La Loi n°2018-043 du 27 juin 2018 portant création de l’Institut de Pédagogie Universitaire du Mali (IPU) a été adoptée par l’Assemblée Nationale du Mali lors de sa session ordinaire de mai et juin 2018, en lieu et place de la Loi n°81-46/ AN-RM du 27 Mars 1981 portant création de l’Institut Supérieur de Formation et de Recherche Appliquée (ISFRA).

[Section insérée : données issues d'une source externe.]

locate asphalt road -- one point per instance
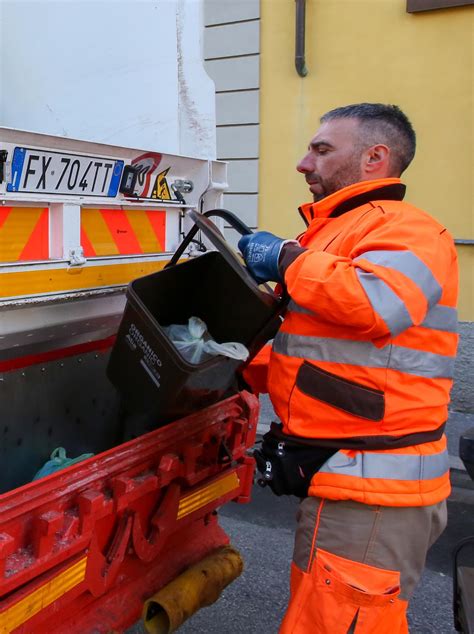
(263, 532)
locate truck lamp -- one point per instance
(182, 186)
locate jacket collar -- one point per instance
(353, 196)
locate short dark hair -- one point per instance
(382, 123)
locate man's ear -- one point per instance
(377, 159)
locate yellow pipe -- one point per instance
(197, 587)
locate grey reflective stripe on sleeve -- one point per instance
(388, 466)
(410, 265)
(385, 302)
(438, 317)
(441, 318)
(364, 353)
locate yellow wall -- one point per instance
(372, 50)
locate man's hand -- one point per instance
(261, 252)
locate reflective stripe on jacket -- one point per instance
(368, 343)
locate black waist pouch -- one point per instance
(287, 463)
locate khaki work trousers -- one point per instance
(355, 566)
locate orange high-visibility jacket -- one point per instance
(364, 358)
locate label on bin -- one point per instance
(150, 360)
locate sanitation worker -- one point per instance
(362, 363)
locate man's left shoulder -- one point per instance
(404, 211)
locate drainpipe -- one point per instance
(300, 63)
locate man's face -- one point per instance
(334, 158)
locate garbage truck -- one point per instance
(107, 142)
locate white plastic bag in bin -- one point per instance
(196, 345)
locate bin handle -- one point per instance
(204, 224)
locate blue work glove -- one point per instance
(261, 252)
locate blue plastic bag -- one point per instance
(59, 460)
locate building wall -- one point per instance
(368, 50)
(231, 53)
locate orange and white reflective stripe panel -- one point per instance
(122, 232)
(24, 234)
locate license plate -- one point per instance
(38, 171)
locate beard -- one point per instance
(345, 175)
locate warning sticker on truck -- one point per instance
(42, 172)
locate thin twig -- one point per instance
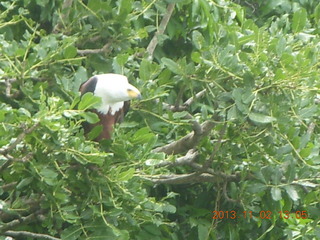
(19, 139)
(163, 25)
(66, 6)
(32, 235)
(189, 141)
(104, 49)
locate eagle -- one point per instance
(115, 92)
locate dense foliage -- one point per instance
(224, 145)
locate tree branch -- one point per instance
(65, 7)
(187, 142)
(185, 178)
(104, 49)
(32, 235)
(164, 22)
(17, 222)
(185, 160)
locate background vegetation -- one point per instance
(224, 145)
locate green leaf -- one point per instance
(276, 193)
(88, 101)
(172, 66)
(256, 187)
(148, 70)
(24, 182)
(70, 52)
(49, 176)
(126, 175)
(299, 20)
(293, 194)
(203, 231)
(198, 39)
(90, 117)
(260, 118)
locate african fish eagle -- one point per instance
(116, 93)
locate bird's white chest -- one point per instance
(104, 108)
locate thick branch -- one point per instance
(186, 104)
(185, 178)
(164, 22)
(187, 142)
(32, 235)
(185, 160)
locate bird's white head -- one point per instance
(114, 89)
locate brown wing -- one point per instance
(106, 120)
(119, 116)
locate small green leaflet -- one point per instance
(260, 118)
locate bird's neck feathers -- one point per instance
(111, 108)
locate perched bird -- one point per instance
(116, 93)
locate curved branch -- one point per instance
(32, 235)
(189, 141)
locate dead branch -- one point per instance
(104, 49)
(186, 104)
(185, 160)
(187, 142)
(185, 178)
(65, 7)
(163, 25)
(32, 235)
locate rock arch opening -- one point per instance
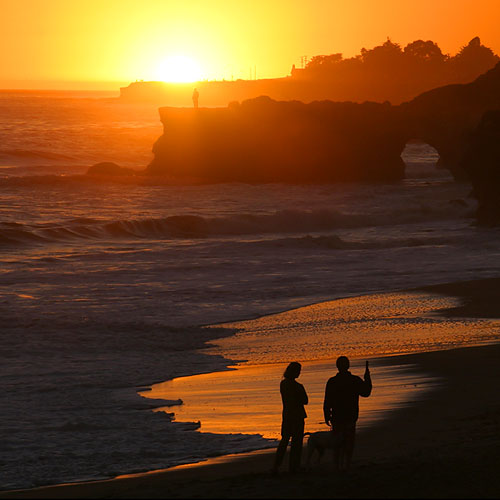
(421, 160)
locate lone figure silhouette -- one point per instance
(196, 94)
(294, 397)
(341, 409)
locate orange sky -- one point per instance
(102, 44)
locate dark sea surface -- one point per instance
(105, 286)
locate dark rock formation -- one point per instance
(445, 117)
(481, 162)
(263, 140)
(109, 168)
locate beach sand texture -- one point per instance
(444, 445)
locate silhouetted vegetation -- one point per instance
(390, 72)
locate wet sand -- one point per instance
(447, 445)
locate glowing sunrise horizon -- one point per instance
(178, 68)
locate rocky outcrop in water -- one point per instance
(263, 140)
(481, 162)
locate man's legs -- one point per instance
(281, 450)
(343, 434)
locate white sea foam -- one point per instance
(103, 287)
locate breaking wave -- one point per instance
(180, 226)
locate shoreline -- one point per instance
(418, 438)
(442, 450)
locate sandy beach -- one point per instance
(444, 446)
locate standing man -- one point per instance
(341, 409)
(196, 94)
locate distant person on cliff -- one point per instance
(341, 409)
(294, 397)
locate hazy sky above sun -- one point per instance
(106, 43)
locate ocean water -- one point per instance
(106, 288)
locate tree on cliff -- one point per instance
(472, 60)
(388, 72)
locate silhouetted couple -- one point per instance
(340, 407)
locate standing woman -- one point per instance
(294, 398)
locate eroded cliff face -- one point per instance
(262, 140)
(481, 162)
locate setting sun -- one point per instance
(178, 69)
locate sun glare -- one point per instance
(179, 69)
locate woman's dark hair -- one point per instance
(292, 370)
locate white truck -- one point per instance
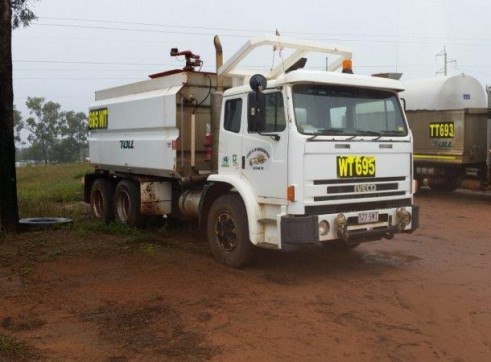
(289, 158)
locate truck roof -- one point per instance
(329, 78)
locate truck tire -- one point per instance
(228, 232)
(340, 245)
(127, 203)
(101, 200)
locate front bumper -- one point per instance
(303, 230)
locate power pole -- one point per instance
(446, 61)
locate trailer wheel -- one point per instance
(228, 232)
(127, 203)
(101, 200)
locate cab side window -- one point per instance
(275, 113)
(233, 113)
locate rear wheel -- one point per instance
(127, 203)
(101, 200)
(228, 232)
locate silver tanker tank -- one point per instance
(448, 119)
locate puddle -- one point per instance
(385, 258)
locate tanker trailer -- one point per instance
(448, 119)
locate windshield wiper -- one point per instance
(325, 132)
(363, 132)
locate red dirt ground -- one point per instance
(418, 297)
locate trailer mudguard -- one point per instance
(254, 212)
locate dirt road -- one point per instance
(419, 297)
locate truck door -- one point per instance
(264, 153)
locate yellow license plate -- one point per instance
(442, 130)
(355, 166)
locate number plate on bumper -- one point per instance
(367, 217)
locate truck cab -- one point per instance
(330, 161)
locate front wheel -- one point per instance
(340, 245)
(228, 232)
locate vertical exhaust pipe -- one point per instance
(216, 105)
(219, 62)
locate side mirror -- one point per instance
(403, 104)
(256, 112)
(258, 83)
(257, 103)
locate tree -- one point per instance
(21, 14)
(44, 124)
(12, 14)
(17, 125)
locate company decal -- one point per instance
(127, 144)
(98, 118)
(234, 161)
(258, 158)
(355, 166)
(365, 188)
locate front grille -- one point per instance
(336, 209)
(358, 196)
(358, 180)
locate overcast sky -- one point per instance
(78, 47)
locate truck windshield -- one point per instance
(338, 110)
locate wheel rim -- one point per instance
(225, 232)
(98, 205)
(123, 205)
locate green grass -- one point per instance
(13, 349)
(50, 190)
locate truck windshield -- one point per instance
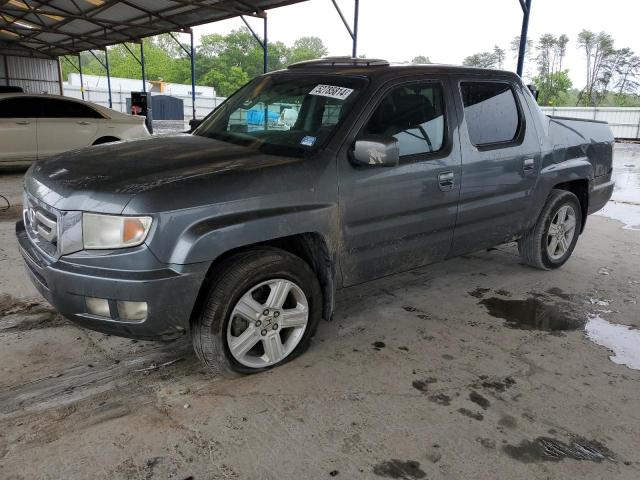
(283, 114)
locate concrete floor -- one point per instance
(418, 376)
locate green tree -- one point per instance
(552, 81)
(306, 48)
(598, 50)
(481, 60)
(553, 88)
(499, 55)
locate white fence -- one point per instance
(204, 105)
(624, 121)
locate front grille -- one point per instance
(41, 222)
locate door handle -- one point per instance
(528, 165)
(446, 181)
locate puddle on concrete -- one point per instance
(624, 341)
(532, 314)
(625, 201)
(553, 450)
(627, 213)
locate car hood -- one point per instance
(105, 178)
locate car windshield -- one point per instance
(284, 114)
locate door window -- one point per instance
(20, 107)
(413, 115)
(54, 108)
(491, 112)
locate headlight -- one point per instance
(113, 231)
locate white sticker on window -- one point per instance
(331, 91)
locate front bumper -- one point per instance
(601, 192)
(126, 275)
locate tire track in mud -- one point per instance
(80, 382)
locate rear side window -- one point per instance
(54, 108)
(412, 114)
(491, 112)
(21, 107)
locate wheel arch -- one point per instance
(105, 139)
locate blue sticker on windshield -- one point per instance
(308, 141)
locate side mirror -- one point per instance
(376, 150)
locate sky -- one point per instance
(448, 31)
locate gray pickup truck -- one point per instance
(325, 175)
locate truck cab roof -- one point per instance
(374, 67)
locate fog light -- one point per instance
(136, 311)
(98, 306)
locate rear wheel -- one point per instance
(261, 311)
(550, 243)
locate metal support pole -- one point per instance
(59, 75)
(526, 10)
(353, 33)
(265, 46)
(193, 78)
(106, 64)
(144, 76)
(80, 70)
(354, 53)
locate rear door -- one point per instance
(500, 163)
(397, 218)
(65, 125)
(18, 130)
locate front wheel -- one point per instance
(261, 311)
(550, 243)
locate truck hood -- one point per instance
(106, 178)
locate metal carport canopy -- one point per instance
(52, 28)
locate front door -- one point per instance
(65, 125)
(500, 163)
(397, 218)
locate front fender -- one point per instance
(209, 235)
(554, 173)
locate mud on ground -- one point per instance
(474, 368)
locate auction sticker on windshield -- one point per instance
(340, 93)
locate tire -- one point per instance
(536, 246)
(245, 285)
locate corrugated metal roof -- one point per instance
(49, 28)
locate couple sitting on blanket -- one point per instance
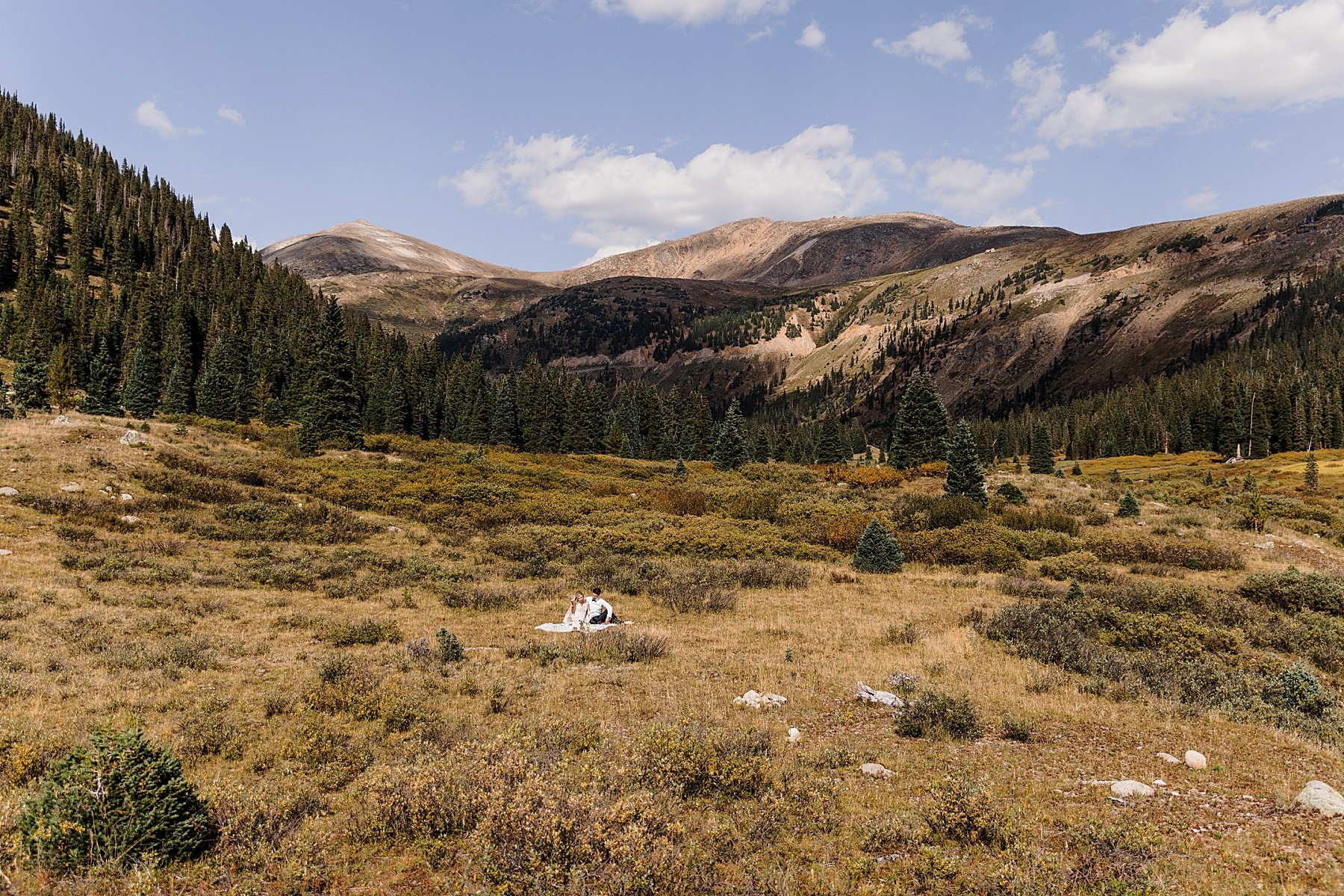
(591, 609)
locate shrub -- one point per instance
(114, 801)
(449, 648)
(1298, 689)
(1077, 566)
(344, 635)
(878, 551)
(695, 591)
(1035, 520)
(1295, 590)
(937, 715)
(962, 812)
(699, 759)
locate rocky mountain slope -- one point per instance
(839, 311)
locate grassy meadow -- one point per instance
(277, 622)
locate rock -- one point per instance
(1320, 797)
(885, 697)
(1129, 788)
(757, 700)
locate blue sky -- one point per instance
(541, 134)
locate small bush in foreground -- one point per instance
(114, 801)
(698, 759)
(937, 715)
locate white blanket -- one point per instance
(564, 628)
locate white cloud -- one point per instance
(1283, 57)
(969, 190)
(1203, 202)
(694, 13)
(813, 38)
(228, 113)
(151, 116)
(937, 45)
(623, 199)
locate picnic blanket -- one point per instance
(564, 628)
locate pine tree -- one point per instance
(60, 379)
(921, 430)
(878, 551)
(830, 447)
(1042, 458)
(1312, 477)
(965, 477)
(730, 449)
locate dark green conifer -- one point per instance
(878, 551)
(965, 476)
(921, 430)
(730, 449)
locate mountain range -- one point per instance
(844, 308)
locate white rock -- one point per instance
(885, 697)
(1129, 788)
(1320, 797)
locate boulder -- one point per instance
(1320, 797)
(885, 697)
(1130, 788)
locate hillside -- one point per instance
(275, 621)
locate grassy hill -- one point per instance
(276, 621)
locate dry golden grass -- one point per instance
(252, 655)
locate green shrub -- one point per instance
(344, 635)
(1077, 566)
(700, 759)
(120, 800)
(1295, 591)
(449, 648)
(878, 551)
(1298, 689)
(937, 715)
(962, 812)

  • la formation postuniversitaire diplômante et continue dans les sciences de l’éducation ;
  • la formation initiale et continue des enseignants du supérieur ;
  • le soutien à l’innovation pédagogique, à la promotion des Technologies de l’Information et de la Communication pour l’Enseignement Supérieur ;
  • l’appui aux Institutions d’Enseignement supérieur (IES) dans le suivi des offres de formation en lien avec l’employabilité des diplômés ;
  • l’exécution de toutes études et de travaux de recherche susceptibles d’améliorer l’enseignement et l’apprentissage universitaires en partenariat avec d’autres institutions et acteurs nationaux ou étrangers ;
  • la collecte, la conservation, la diffusion de l’information sur les nouvelles approches pédagogiques.

L’IPU ambitionne de devenir, à l’horizon 2030, un centre d’excellence d’envergure nationale et régionale dans l’accompagnement et le perfectionnement des personnels des Institutions d’enseignement supérieur en pédagogie et didactique universitaires, en pédagogie numérique et en Ingénierie pédagogique des offres de formation.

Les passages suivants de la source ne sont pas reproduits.